Introduction: Patients with rheumatoid arthritis (RA) and juvenile idiopathic arthritis (JIA) are at a twice-higher risk of developing adverse pregnancy outcomes, such as preterm births and infants with a low birth weight. We aimed to evaluate fetal growth among patients with and without rheumatoid arthritis and juvenile idiopathic arthritis (RA and JIA). Materials and Methods: We conducted a population-based cohort study in Denmark from 2008-2018, which included 503,491 singleton pregnancies. Among them, 2206 were pregnancies of patients with RA and JIA. We linked several nationwide databases and clinical registries in Denmark to achieve our aim. First, we used the International Classification of Diseases-10 codes to identify pregnant patients with RA and JIA from the National Patient Registry. Next, we obtained fetal biometric measurements gathered from second-trimester fetal ultrasound scans and birthweights through the Fetal Medicine Database. Finally, we computed a fetal growth gradient between the second trimester and birth, using the mean difference in the Z-score distances for each fetal growth indicator. We also calculated the risk of small for gestational age (SGA). All outcomes were compared between pregnant individuals with and without RA and JIA, adjusted for confounders. Results: Maternal RA and JIA were not associated with a reduction in the estimated fetal weight (EFW) at 18 to 22 weeks of gestational age [adjusted mean EFW Z-score difference of 0.05 (95% CI 0.01, 0.10)]. We observed reduced mean Z-score differences in the weight gradient from the second trimester to birth among offspring of patients with RA and JIA who used corticosteroids [-0.26 (95% CI -0.11, -0.41)] or sulfasalazine [-0.61 (95% CI -0.45, -0.77)] during pregnancy. Maternal RA and JIA were also associated with SGA [aOR of 1.47 (95% CI 1.16, 1.83)] and the risk estimates were higher among corticosteroid [aOR 3.44 (95% CI 2.14, 5.25)] or sulfasalazine [(aOR 2.28 (95% CI 1.22, 3.88)] users. Conclusions: Among pregnant patients with RA and JIA, fetal growth restriction seemed to occur after 18 to 22 weeks of gestational age. The second half of pregnancy may be a vulnerable period for optimal fetal growth in this population.

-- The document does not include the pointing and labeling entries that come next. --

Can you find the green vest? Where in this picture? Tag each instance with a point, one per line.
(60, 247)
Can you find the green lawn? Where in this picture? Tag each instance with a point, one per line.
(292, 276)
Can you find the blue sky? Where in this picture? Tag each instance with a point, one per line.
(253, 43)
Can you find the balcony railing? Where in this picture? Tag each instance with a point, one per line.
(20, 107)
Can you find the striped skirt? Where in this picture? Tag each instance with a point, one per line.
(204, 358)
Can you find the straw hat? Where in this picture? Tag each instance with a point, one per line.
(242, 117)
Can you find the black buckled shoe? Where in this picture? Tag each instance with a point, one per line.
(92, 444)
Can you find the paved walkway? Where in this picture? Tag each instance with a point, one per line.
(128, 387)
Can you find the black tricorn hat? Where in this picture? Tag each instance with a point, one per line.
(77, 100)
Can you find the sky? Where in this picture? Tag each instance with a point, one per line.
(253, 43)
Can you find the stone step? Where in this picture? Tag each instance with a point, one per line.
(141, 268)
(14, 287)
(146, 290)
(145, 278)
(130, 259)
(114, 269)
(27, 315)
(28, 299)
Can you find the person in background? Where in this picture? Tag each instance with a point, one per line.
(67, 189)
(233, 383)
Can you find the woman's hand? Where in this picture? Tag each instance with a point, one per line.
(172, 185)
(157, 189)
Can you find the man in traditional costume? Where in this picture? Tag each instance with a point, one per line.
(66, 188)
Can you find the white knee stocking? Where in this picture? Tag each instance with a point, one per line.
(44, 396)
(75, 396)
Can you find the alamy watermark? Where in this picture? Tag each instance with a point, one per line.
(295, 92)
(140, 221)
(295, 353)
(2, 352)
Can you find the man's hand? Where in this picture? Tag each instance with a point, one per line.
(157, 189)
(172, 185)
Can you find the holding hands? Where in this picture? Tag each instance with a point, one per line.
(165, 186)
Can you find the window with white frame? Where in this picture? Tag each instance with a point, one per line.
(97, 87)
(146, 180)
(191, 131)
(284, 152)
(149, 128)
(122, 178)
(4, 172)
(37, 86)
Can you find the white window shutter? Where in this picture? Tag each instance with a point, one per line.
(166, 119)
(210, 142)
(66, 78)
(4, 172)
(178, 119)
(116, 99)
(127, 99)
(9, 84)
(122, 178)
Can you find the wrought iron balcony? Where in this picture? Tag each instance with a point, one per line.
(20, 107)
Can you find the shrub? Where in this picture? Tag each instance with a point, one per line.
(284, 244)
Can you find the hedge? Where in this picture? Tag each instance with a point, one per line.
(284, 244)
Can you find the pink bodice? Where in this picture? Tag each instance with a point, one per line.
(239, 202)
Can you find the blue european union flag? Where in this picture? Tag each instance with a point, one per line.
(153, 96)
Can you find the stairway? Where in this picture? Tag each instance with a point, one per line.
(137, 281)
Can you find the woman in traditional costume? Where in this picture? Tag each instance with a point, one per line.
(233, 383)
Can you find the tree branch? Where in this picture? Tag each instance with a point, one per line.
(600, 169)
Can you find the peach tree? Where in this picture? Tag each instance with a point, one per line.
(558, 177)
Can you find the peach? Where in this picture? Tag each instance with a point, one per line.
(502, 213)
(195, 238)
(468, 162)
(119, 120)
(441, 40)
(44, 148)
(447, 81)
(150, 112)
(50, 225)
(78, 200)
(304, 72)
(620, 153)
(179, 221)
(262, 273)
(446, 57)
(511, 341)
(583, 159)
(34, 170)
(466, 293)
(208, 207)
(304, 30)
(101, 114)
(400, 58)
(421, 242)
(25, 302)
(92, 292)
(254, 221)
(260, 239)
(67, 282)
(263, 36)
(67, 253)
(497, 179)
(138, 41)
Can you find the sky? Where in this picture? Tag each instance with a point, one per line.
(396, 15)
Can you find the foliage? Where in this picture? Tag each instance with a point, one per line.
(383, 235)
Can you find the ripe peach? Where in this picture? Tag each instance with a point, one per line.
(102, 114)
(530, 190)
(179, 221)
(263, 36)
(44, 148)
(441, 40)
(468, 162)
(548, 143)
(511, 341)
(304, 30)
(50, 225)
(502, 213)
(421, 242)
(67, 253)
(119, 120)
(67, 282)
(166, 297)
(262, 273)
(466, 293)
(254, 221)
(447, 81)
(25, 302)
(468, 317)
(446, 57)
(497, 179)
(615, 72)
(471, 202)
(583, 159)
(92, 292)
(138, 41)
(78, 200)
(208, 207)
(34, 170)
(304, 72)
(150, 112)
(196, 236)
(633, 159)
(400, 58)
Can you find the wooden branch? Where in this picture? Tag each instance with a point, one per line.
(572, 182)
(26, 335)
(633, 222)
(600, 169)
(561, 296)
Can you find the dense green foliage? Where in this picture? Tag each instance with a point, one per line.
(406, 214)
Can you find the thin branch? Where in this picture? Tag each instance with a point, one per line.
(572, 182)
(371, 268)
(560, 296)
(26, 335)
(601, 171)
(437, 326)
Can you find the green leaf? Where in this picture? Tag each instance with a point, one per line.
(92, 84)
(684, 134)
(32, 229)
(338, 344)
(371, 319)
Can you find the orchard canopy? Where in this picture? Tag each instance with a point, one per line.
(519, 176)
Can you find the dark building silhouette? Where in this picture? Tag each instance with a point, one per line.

Keywords: autoimmune disease; fetal growth; high-risk pregnancies; juvenile idiopathic arthritis; maternal fetal medicine; rheumatoid arthritis.

Figure 1

Flowchart of patient selection from linked clinical registries. Legends: DFMD: Danish Fetal Medicine Database; DCRS: Danish Civil Registration System; DMBR: Danish Medical Birth Registry; DNPR: Danish National Patient Registry; NPR: National Prescription Registry; RA: rheumatoid arthritis; JIA: juvenile idiopathic arthritis. * Incomplete records: pregnancy and birth records without gestational ages, lack of second-trimester fetal ultrasound information, lack of birthweights.

Figure 2

Proportion of antirheumatic therapy uptake at any time before and after second-trimester fetal ultrasound during pregnancy. CCS: corticosteroids; NSAIDs: Non-steroidal anti-inflammatory drugs; HCQ: hydroxychloroquine; SSZ: sulfasalazine.

Figure 3

Weight gradient of offspring born to patients with RA and JIA between second trimester and at birth. * Adjusted for maternal age, maternal body mass index, smoking status, income status, race, parity, birth year, pre-pregnancy hypertension, pre-pregnancy diabetes, and co-medication use during pregnancy.

Figure 4

Head circumference gradient of offspring born to patients with RA and JIA between second trimester and at birth. * Adjusted for maternal age, maternal body mass index, smoking status, income status, race, parity, birth year, pre-pregnancy hypertension, pre-pregnancy diabetes, and co-medication use during pregnancy.